Friday 21 November 2014

18 11 14

It is North Wales. My lover and I are cycling through a town we pretend is unknown to him. We have begun the process of dressing up for a party, the remainder of our costume stashed in our rucksacks, alongside a veritable cabinet of drugs. I have some sort of clear liquid decanted into small [infant’s] medicine bottles; he has a white powder pressed into folded A4 paper, [that I know of].

We find ourselves in a space between alleyways/behind houses that is also a concrete architectural feature/garden for use by the residents [it is also a thoroughfare for pedestrians and cyclists – or perhaps a desire-line]. Lover strikes up a conversation with a manual labourer who is working the concrete land, re. directions, drug-taking etc. There is a mocking quality implicit in the former’s attitude to the latter that bothers me; the labourer seems flummoxed by my lover: he seems gentle and we are not. In the meantime the vicinity has filled up with elderly bodies moving mechanically with fixed expressions that trouble me. They don’t speak; they fix us with their gaze, which is empty, generalised and disturbing in its sameness. I urge my lover to stand beside me, to reinforce me somehow under the hypnosis of the gaze – their curiosity seems disproportionate. As the tension builds I make the decision to rather theatrically introduce myself, to demystify my self, but my utterance is marked with aggression. Haven’t you seen one of these [gesture to self] before? I am Lauren I am thirty-three I am from Preston, Lancashire, haven’t you heard if it? It’s a shitty town like this, it’s 4 hours north from here, on the west coast of England, it’s up there [gesture upwards], have you never left this place?

He has slipped away. He scoops me up mid-soliloquy [eliciting no response from my audience, their muteness escalating my diatribe, if anything]; we descend through the concrete passageways out into the world.

I am in the passenger seat of a car that is driving through treacherous conditions beyond any conceivable blizzard: snow falls, ice slabs are heaped up everywhere like icebergs, multi-layered sheets of ice around and beneath us. There is a woman in the backseat describing details of her sexual history. My lover is driving and talking to me ceaselessly, unperturbed by conditions I view as suicidal. I express this sentiment thus: I wouldn’t drive in this climate, to which he [nonchalantly] replies: one is safest when one is driving oneself [as opposed to ‘being driven’ on public transport, I presume].

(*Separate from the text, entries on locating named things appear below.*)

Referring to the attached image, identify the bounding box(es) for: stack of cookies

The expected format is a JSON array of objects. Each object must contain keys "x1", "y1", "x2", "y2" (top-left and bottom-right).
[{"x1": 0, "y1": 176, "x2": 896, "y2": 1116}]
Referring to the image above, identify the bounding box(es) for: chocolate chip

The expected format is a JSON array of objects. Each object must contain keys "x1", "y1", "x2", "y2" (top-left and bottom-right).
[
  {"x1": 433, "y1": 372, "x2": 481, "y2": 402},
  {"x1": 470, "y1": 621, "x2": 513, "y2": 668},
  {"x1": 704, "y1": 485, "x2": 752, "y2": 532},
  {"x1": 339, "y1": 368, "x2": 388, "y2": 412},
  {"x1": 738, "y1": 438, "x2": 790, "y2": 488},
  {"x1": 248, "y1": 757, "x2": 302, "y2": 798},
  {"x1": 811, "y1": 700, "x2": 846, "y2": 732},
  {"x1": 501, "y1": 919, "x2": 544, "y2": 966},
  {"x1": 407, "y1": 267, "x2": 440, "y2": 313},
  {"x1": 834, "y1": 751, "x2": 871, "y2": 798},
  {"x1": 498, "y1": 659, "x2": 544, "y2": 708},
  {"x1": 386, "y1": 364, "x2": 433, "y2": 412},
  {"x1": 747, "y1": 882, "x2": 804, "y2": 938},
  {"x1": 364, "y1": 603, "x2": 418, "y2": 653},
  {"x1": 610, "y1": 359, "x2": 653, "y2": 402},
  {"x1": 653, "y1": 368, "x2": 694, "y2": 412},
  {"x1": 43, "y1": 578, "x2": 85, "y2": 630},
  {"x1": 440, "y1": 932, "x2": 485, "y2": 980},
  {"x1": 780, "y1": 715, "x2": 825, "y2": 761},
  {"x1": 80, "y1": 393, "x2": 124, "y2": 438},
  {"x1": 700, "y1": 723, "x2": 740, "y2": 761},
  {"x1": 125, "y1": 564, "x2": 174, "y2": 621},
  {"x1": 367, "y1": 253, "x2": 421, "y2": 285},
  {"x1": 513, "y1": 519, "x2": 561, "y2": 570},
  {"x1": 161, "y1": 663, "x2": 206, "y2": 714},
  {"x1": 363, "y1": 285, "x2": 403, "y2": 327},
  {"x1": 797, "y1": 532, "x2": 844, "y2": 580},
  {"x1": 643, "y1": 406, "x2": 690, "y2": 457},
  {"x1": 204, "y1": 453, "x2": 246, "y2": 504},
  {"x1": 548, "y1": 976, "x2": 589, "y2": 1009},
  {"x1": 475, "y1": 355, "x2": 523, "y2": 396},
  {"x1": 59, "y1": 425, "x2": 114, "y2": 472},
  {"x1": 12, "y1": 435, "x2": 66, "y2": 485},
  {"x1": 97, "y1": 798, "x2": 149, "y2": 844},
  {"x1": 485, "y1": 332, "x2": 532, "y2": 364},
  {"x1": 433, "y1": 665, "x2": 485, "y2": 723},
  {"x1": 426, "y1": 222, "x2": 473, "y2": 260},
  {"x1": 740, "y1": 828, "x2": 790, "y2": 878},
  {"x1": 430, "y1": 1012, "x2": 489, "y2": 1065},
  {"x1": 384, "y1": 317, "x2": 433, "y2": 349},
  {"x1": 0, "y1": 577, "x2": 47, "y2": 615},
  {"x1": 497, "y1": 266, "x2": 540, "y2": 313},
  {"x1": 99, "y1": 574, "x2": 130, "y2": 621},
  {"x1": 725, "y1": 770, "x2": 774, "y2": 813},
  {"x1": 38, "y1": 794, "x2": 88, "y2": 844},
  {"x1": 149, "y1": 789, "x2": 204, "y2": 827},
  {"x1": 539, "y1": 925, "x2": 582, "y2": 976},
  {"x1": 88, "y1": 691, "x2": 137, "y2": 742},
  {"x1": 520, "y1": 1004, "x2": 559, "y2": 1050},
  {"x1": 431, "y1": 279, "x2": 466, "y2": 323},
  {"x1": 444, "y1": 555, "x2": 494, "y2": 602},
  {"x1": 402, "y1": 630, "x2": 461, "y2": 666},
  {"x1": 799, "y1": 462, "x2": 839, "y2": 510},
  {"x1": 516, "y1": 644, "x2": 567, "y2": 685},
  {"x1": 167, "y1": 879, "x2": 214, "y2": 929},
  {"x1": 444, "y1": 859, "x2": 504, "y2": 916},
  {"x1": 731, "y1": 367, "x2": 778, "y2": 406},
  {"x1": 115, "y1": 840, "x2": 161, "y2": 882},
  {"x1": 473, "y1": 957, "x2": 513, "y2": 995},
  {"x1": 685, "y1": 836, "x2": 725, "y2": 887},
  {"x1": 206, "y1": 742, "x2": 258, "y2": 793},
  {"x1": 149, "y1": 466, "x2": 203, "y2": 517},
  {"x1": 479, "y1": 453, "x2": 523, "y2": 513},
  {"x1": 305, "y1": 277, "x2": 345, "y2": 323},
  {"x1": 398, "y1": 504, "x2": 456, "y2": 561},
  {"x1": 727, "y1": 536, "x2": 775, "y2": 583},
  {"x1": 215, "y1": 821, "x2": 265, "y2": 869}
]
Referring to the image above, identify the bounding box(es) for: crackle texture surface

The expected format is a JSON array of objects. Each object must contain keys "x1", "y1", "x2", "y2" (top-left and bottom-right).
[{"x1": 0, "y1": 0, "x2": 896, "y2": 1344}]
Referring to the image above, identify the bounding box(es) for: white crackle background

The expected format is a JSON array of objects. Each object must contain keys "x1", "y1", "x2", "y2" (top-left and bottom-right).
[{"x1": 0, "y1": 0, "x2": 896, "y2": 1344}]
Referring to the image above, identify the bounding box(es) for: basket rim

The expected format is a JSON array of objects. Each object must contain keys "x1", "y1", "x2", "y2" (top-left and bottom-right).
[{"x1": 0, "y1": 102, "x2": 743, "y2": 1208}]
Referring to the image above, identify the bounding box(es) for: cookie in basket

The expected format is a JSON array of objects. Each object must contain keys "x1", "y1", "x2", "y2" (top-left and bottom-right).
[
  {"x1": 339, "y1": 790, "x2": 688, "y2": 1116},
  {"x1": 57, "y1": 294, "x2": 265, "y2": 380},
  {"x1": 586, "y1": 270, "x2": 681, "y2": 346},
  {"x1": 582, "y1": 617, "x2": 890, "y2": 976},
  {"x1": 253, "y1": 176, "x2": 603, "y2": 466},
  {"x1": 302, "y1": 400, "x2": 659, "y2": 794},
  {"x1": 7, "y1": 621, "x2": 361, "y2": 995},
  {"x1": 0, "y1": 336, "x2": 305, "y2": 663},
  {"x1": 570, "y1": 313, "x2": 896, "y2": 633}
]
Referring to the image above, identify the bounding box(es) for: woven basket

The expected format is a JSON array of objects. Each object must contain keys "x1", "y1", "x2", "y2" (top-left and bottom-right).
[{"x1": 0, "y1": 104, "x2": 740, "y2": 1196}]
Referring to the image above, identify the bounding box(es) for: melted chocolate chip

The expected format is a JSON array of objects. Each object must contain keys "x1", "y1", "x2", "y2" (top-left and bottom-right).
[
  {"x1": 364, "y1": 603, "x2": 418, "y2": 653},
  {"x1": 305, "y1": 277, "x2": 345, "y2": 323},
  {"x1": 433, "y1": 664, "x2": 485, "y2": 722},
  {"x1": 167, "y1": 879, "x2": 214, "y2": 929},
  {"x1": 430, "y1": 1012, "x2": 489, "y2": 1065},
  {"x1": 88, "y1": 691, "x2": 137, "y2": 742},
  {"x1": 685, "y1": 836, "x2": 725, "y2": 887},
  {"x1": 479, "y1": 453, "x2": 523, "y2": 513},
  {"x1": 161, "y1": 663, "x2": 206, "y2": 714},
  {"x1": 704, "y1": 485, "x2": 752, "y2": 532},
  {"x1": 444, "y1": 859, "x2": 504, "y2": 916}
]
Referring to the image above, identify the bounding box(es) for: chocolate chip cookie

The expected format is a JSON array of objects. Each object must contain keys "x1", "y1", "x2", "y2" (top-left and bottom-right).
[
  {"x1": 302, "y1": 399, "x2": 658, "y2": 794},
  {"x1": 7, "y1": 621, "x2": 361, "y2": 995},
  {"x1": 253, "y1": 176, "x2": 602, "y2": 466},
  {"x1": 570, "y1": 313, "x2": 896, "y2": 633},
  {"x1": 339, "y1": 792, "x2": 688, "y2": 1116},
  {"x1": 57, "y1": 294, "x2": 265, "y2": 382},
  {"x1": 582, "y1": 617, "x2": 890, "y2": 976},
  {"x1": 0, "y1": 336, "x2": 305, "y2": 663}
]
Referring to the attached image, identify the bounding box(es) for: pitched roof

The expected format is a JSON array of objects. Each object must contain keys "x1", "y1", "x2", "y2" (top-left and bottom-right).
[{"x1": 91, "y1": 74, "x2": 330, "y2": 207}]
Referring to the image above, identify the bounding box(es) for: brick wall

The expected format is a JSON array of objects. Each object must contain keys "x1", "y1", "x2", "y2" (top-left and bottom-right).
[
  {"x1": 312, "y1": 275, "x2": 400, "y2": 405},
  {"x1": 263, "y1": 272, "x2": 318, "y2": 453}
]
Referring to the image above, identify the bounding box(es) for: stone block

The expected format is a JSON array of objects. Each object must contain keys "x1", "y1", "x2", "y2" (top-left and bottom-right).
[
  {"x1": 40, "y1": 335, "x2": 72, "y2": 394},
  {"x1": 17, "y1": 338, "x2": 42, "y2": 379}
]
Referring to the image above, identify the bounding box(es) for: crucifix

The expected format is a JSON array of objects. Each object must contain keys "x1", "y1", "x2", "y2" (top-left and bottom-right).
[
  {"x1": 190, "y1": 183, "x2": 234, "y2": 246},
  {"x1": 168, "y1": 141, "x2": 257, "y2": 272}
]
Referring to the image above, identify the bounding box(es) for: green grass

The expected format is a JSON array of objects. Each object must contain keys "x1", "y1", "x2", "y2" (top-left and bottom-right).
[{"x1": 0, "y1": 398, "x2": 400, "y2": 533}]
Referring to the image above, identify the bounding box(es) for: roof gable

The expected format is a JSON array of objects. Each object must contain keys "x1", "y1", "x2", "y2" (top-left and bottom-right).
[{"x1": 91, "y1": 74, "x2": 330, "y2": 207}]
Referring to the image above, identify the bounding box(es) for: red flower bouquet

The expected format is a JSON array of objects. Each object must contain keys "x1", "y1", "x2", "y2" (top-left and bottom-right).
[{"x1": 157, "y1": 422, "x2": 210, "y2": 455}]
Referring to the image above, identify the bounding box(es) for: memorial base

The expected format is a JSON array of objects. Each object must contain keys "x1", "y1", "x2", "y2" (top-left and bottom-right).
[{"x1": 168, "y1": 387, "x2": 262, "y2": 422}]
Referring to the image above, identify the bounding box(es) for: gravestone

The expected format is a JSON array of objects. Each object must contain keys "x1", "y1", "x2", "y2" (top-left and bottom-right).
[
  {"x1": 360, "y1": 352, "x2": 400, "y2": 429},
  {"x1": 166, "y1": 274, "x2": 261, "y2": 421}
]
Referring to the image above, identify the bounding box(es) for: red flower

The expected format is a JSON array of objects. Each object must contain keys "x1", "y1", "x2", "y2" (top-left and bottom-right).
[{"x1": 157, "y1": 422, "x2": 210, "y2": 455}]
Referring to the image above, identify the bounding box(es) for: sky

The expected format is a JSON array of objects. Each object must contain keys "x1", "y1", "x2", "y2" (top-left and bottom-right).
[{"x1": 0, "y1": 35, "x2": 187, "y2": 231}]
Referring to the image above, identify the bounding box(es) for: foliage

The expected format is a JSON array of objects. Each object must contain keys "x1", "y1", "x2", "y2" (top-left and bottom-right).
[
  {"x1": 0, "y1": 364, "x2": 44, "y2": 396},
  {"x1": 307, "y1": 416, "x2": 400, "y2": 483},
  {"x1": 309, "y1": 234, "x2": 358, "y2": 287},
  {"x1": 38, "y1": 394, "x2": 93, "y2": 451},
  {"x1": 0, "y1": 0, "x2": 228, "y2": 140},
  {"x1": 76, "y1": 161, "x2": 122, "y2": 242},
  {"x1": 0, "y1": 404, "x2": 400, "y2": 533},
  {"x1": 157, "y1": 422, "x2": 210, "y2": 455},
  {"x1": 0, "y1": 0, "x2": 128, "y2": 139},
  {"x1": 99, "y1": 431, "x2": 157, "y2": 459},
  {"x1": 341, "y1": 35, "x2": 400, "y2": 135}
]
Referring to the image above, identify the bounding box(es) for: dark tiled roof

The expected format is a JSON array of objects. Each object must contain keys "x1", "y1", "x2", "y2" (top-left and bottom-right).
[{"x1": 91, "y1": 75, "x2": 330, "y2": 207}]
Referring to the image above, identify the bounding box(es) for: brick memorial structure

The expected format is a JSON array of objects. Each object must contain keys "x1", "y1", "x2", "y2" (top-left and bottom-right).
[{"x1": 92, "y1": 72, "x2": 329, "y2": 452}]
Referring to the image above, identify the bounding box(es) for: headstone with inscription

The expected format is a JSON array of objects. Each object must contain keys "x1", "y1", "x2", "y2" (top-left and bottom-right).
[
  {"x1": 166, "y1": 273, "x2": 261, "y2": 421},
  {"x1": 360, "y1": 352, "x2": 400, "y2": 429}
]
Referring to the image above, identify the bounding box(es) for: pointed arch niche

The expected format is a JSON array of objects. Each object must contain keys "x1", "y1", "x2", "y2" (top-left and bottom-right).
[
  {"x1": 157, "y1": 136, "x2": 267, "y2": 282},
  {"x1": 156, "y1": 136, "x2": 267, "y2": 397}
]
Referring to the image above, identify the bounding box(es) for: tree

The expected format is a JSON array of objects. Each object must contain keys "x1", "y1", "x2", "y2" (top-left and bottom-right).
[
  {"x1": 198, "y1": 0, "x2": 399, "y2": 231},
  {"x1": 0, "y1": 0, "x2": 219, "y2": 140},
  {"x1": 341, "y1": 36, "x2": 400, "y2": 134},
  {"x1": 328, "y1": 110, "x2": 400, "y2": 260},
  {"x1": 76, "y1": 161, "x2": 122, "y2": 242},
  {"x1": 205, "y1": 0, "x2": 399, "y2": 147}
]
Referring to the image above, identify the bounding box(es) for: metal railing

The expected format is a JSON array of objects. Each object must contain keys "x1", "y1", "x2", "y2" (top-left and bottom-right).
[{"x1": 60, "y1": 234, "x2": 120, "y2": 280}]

I am silently capturing our situation, visually. My eyes remain fixed on the scenery that rushes towards us, eyes telescoping left to right, taking everything in [pre-emptively, like my driving instructor said: over-anticipating]. I notice that at a distance of about 100 feet a slip road to the right that joins this major road, which has 6 lanes crammed with vehicles travelling at speed: mostly juggernauts, articulated lorries etc [they loom large over this small car]. I notice that cars are joining this major road in the opposite direction, and skidding across the carriageway in a vain attempt to avoid multiple collisions, which occur but to which I purposefully turn a blind eye. Dusk light congeals with headlights and our vision is fuzzy, grey-amber. With calculated ease my lover manages the vehicle; he deftly manipulates the controls in order to drift, most casually, to the far left of the road/dividing us from the commotion, which continues ahead, repeatedly, to my horror. Slow down. keep left (cliff edge, M62, road most travelled as a child, a threshold, white rose of Yorkshire embedded in the rock, pass-over, liminality: “imaginary space of parents” into which we are born, place of perpetually angst-ridden return).